温泉の平和と戦争
東西温泉文化の深層
内容紹介
湯浴みは心身の疲れを癒す!
温泉は「アジール」だ。
すなわち「避難所、憩いの場、聖域」なのだ。
古代ギリシアでは、各ポリスの神殿が典型的アジールと認められていた
ことから、その言葉の持つ意味が想像できる。

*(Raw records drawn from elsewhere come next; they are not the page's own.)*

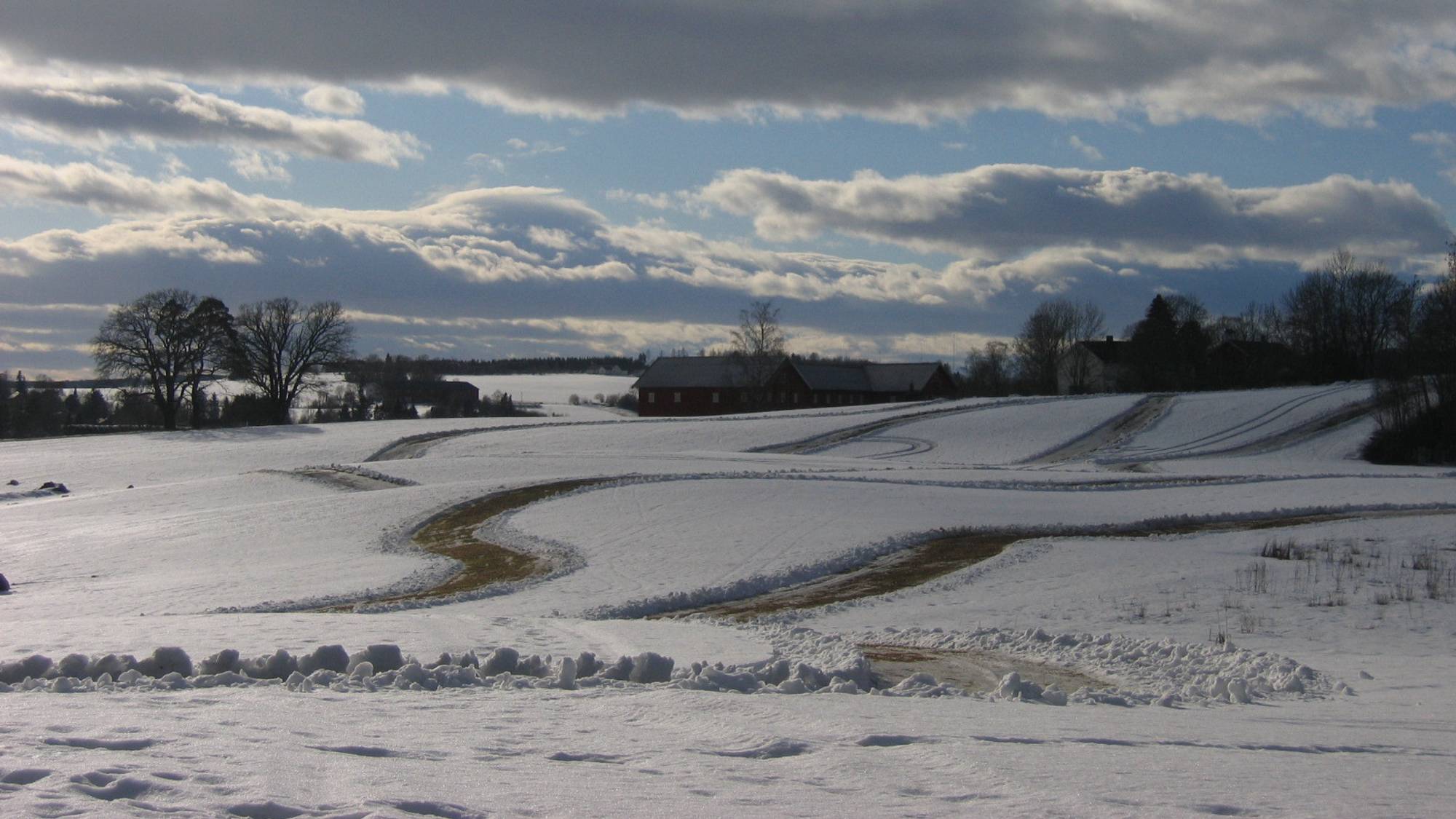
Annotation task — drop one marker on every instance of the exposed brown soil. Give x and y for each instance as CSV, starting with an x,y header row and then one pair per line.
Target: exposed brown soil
x,y
943,555
452,534
973,670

アジールという概念は
「平和の場」とされた浴場、湯屋、さらには温泉と深くかかわっている。
古代ローマ共和政時代から帝国時代にかけて
公共の浴場が市民の娯楽・保養の場として生活に欠かせなくなっていた。
遠征先で温泉を見つければ、先住民がすでに利用していた温泉地を
征服した後、駐屯兵らの慰安と健康のために立派な浴場を設けた。
ローマの入浴慣習はイスラム社会に引き継がれ、
今も日常生活に定着している浴場文化の基である。
キリスト教徒も十字軍遠征を通じ、浴場の価値を再認識し、
ヨーロッパ社会に環流させた。
共同浴場には、民間浴場主が経営していた街の風呂屋のほかに、
農民・村人が共同で費用と労力をかけてこしらえた浴場があった。
風呂の用意が整うと呼び声が周囲に響き渡った。
体をきれいにするだけでなく、魂を清める働きを持つと考えられたのだった。